Myriam Ould-Braham a fait ses adieux à la scène du Ballet de l’Opéra de Paris le 18 mai. La Danseuse Étoile avait choisi Giselle, un de ses rôles qui avait marqué sa carrière. Dans une salle remplie de passionné-e-s de danse de toutes générations, la ballerine a livré un magnifique dernier spectacle, entourée par toute une compagnie au diapason. Qui se termina, comme le veut la tradition, par une pluie d’étoiles et de fleurs, pour vingt minutes de chaleureux applaudissements. Une soirée riche en émotions à la hauteur de cette Danseuse Étoile si particulière.

 

Adieux à la scène de Myriam Ould-Braham

 

Les adieux à la scène d’un Danseur ou d’une Danseuse Étoile du Ballet de l’Opéra de Paris ont quelque chose d’immuable : la date annoncée bien à l’avance, de nombreuses personnalités de la danse dans la salle, beaucoup d’habitué-e-s aussi, les bouquets de fleurs aux saluts, la famille et les collègues sur scène, les étoiles qui tombent des cintres, les discours dans le Grand Foyer.
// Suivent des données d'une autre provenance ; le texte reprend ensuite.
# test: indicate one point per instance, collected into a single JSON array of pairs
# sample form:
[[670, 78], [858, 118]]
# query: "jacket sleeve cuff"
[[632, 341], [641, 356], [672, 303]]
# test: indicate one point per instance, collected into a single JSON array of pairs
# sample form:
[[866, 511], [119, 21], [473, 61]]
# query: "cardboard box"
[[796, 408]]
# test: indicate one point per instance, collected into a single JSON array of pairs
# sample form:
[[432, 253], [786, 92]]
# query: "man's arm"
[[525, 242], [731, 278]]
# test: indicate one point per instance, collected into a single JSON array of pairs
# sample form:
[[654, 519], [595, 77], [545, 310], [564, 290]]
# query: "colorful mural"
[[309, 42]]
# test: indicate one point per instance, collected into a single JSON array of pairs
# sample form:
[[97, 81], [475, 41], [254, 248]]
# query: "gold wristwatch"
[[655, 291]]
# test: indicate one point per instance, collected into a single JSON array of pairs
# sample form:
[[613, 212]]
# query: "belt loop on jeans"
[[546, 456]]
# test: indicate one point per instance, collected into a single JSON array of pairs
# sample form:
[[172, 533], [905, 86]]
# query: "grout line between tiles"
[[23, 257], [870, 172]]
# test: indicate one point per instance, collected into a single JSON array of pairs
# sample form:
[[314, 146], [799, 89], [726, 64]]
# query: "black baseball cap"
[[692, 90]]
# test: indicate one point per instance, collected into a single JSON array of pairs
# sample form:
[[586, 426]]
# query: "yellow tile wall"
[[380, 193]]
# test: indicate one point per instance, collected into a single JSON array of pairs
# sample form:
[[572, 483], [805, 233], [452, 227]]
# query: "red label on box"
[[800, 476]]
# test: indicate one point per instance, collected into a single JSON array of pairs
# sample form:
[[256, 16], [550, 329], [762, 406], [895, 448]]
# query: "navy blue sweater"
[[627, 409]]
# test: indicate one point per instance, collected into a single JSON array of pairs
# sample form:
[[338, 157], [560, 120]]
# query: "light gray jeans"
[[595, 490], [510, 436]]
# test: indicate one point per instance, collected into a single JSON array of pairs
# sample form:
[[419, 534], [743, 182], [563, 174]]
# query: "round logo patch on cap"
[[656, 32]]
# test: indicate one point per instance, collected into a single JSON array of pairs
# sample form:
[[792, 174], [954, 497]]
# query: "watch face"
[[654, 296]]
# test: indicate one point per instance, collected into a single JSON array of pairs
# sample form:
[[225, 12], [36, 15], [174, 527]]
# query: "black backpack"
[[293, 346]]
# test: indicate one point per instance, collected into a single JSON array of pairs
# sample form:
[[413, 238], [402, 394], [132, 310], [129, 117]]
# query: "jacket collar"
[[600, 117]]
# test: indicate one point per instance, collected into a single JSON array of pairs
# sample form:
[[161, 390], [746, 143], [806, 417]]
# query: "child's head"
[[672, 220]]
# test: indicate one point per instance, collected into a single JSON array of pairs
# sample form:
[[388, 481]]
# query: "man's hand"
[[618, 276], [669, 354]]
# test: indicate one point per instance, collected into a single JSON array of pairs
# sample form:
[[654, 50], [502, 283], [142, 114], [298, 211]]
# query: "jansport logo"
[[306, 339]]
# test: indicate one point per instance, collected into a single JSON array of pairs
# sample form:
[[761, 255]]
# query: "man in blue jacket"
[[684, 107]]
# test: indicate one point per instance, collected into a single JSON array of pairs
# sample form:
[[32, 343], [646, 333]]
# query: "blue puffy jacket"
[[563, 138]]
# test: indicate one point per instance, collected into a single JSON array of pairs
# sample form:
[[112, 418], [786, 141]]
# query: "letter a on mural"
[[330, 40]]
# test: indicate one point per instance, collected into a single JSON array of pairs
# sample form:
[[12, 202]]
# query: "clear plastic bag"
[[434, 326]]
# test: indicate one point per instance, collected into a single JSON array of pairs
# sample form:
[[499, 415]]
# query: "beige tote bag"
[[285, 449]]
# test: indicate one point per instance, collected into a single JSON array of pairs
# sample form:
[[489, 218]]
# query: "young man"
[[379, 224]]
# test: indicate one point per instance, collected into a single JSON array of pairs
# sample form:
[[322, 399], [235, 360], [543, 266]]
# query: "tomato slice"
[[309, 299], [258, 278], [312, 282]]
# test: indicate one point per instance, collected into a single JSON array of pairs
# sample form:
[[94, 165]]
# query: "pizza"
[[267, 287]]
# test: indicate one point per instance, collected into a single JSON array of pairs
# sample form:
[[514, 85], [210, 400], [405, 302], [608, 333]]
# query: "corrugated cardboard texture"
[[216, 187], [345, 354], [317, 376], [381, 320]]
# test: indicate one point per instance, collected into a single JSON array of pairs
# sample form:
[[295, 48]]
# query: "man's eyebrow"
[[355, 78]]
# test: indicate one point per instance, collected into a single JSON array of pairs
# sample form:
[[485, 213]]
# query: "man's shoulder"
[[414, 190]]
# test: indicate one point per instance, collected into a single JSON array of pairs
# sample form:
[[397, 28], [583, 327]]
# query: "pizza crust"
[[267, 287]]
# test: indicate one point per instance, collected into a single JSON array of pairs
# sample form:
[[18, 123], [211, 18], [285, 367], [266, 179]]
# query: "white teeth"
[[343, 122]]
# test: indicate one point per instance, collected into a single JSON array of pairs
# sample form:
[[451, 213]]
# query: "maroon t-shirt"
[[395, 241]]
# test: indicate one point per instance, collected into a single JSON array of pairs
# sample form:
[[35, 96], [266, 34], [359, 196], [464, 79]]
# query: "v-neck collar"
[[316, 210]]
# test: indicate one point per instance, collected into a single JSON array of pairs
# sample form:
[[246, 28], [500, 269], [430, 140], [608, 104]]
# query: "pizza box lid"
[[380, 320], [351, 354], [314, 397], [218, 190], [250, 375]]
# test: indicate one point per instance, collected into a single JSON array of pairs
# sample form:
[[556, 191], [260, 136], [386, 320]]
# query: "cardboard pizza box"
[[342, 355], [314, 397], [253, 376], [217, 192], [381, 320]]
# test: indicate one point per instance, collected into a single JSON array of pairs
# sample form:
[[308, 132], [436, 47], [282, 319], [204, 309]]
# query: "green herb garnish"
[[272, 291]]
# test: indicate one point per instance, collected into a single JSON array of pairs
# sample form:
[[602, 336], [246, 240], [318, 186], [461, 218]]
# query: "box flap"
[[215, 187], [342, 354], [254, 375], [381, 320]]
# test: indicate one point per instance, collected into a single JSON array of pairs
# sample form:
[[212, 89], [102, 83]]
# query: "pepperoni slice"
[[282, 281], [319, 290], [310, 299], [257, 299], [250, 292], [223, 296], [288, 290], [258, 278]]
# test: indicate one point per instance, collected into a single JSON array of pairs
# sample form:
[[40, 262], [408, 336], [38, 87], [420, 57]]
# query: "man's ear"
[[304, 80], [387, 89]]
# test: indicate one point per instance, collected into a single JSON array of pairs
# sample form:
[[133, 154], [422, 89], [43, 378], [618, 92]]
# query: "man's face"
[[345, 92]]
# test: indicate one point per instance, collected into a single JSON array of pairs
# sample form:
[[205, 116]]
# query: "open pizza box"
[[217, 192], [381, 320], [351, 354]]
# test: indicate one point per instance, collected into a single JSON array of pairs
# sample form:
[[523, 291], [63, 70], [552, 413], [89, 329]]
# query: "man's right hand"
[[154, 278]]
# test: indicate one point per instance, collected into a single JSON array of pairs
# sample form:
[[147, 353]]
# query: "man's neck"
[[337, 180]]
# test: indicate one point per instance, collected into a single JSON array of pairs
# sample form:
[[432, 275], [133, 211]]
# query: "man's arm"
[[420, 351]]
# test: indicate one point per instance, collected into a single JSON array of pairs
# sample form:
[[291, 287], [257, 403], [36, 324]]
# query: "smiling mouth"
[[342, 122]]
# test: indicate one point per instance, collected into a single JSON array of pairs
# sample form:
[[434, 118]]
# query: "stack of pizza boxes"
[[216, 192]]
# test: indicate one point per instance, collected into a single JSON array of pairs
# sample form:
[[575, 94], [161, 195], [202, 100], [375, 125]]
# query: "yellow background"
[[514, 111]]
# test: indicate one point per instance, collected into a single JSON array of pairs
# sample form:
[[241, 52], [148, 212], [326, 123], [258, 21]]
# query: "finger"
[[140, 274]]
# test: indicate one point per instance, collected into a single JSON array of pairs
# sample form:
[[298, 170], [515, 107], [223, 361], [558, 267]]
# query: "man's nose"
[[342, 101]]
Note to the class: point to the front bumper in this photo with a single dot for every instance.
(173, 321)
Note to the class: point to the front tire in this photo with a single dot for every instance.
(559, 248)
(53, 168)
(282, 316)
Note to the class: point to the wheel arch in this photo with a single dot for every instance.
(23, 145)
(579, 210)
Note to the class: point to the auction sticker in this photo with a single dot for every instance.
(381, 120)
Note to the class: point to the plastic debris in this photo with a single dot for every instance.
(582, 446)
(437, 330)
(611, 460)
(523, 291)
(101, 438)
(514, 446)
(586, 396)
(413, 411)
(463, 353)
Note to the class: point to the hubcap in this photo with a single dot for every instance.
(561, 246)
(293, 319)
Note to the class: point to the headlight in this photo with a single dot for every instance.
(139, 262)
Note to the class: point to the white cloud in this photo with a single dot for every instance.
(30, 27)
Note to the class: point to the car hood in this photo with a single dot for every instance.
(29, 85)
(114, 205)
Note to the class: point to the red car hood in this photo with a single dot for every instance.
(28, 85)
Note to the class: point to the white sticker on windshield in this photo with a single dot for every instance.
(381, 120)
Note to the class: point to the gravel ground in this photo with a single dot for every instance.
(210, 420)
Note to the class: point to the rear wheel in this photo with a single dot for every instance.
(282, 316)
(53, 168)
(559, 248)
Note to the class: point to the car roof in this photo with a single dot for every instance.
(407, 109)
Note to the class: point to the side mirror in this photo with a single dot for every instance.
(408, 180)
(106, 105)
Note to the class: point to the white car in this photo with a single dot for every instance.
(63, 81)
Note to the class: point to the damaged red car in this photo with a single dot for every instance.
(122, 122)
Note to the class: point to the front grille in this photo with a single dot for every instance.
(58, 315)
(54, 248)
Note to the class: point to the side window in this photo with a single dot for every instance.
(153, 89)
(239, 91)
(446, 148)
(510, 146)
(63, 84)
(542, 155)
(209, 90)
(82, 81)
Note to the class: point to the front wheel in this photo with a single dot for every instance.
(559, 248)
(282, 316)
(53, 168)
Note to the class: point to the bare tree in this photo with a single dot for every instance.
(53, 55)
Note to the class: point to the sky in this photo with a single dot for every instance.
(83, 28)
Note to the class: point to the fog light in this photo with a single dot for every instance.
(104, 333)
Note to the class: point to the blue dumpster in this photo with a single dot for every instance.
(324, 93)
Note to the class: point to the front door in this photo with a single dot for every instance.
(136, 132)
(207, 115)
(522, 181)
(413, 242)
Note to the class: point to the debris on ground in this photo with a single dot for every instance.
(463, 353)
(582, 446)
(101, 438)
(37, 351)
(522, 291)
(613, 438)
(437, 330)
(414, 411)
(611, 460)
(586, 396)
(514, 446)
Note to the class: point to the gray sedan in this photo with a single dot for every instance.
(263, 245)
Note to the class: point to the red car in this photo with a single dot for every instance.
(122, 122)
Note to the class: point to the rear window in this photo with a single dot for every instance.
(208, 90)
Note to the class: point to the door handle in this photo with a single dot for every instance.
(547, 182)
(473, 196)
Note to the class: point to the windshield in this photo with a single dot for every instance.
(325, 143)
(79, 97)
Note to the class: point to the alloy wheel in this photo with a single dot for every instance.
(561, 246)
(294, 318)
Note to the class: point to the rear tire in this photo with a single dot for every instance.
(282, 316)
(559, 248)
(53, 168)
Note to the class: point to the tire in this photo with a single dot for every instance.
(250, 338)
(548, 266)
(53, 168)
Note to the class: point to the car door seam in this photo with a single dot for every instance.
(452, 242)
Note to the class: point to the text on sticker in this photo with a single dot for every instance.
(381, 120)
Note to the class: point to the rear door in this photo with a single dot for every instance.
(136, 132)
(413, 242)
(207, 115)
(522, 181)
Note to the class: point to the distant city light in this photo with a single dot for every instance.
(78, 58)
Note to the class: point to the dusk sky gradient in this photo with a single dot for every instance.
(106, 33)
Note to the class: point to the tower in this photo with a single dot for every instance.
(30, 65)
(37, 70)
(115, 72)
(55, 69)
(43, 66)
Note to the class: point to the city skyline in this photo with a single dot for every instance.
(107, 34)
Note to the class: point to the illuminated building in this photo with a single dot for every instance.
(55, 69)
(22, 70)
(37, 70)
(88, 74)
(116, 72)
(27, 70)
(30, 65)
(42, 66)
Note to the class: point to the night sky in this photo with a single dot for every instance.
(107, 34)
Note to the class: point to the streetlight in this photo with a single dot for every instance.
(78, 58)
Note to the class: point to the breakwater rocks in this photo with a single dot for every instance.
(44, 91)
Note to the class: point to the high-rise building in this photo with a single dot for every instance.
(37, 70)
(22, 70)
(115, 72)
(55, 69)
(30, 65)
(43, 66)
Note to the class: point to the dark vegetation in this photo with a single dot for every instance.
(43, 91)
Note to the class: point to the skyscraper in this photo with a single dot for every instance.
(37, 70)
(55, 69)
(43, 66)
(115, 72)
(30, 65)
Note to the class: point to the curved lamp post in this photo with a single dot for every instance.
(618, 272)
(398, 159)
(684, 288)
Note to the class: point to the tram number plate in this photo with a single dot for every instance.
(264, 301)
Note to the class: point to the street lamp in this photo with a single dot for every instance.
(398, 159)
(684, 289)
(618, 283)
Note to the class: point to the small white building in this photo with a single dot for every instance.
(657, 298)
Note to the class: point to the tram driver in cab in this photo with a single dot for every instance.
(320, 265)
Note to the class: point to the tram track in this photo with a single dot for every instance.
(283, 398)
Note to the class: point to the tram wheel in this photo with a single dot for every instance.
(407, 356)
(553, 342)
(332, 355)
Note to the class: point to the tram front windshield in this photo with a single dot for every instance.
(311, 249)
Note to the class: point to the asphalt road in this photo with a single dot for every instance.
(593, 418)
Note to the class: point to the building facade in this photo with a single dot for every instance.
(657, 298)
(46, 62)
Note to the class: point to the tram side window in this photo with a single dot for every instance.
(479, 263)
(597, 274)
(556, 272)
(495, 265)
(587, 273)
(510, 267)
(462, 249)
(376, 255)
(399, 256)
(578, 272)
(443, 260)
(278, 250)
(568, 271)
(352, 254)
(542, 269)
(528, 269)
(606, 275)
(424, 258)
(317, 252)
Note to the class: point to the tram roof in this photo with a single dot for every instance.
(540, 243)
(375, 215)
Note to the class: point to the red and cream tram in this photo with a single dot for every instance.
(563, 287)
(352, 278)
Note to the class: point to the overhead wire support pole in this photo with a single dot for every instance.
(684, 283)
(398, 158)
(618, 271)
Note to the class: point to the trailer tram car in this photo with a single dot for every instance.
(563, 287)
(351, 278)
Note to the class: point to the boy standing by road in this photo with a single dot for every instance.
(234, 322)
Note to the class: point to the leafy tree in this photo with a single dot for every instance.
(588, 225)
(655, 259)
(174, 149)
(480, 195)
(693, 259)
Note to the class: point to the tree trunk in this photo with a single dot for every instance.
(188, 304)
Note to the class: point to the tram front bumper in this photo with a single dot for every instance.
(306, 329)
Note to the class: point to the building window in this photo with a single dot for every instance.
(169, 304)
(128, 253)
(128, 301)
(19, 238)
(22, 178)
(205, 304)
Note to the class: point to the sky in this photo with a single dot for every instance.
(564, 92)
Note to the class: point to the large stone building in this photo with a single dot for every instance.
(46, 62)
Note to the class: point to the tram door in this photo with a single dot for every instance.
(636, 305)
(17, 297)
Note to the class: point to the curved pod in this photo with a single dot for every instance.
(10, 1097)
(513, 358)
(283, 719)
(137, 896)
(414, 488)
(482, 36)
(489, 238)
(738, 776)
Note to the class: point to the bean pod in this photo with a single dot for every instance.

Et pourtant, chaque soirée d’adieux est différente, à l’image de celle ou de celui qui tire sa révérence. Ceux de Myriam Ould-Braham, on les imaginait joyeux, simples et remplis d’émotion. Ce fut le cas.

Ces adieux ne s’annonçaient pas teintés de regrets, ce qui peut être le cas lorsque l’artiste sur le départ semble encore si riche de choses à donner. À 42 ans, Myriam Ould-Braham était arrivée au bout de sa carrière et de ses possibilités. Il n’y avait pas là l’envie de la retenir, mais de la saluer, de la remercier pour tous ces moments vibrants de scène. Dès son entrée en scène, une Giselle si pleine de charme, les applaudissements furent ainsi nourris, du premier rang d’orchestre au fond fond des cinquièmes loges, et plus encore de l’autre côté du rideau. Nous fûmes nombreux, au moment de cette première ovation, à nous remémorer nos même applaudissements lors de la soirée de nomination de Myriam Ould-Braham, le 18 juin 2012 sur La Fille mal gardée de Frederick Ashton. Sur mon fauteuil du deuxième rang d’orchestre, je me souviens ainsi que j’étais douze ans plus tôt au même rang mais côté cour, avec une place d’abonnement Jeune choisie avec soin (l’évolution des prix de ces mêmes places sur ce même laps de temps pourrait faire un roman, mais c’est un autre sujet).

 

Adieux à la scène de Myriam Ould-Braham

 

Les soirées d’adieux ont toujours une saveur artistique particulière. Cette Giselle fut exceptionnelle (un peu comme, dans un tout autre genre, la soirée d’adieux d’Isabelle Ciaravola sur Onéguine de John Cranko). Il y avait le sentiment que Myriam Ould-Braham montrait l’aboutissement de sa carrière lors de cette représentation. Notamment le deuxième acte, qui fut comme son chef-d’œuvre personnel. Ses années de travail l’ont amené à cela, à cet acte qui fut comme un moment suspendu. Tout avait un sens, tout était si intensément abouti : ce travail de mains, de bras, de pieds, de style. Tout avait une intention profonde et sincère, comme si tout avait été immensément réfléchi depuis vingt ans pour arriver à ce point culminant. Des deux côtés de la scène, il y avait ce sentiment de concentration absolue. Comme si chacun et chacune – la danseuse comme le public – voulait profiter de chaque seconde et garder en mémoire tous les gestes de ce deuxième acte. Du premier rang de l’orchestre au fin fond des cinquièmes loges là encore, pas un bruit n’est venu perturber ce moment un peu hors du temps. Ce sont ses mains qui partirent les dernières, englouties dans la tombe de Giselle, comme cherchant à rester en scène encore une seconde de plus.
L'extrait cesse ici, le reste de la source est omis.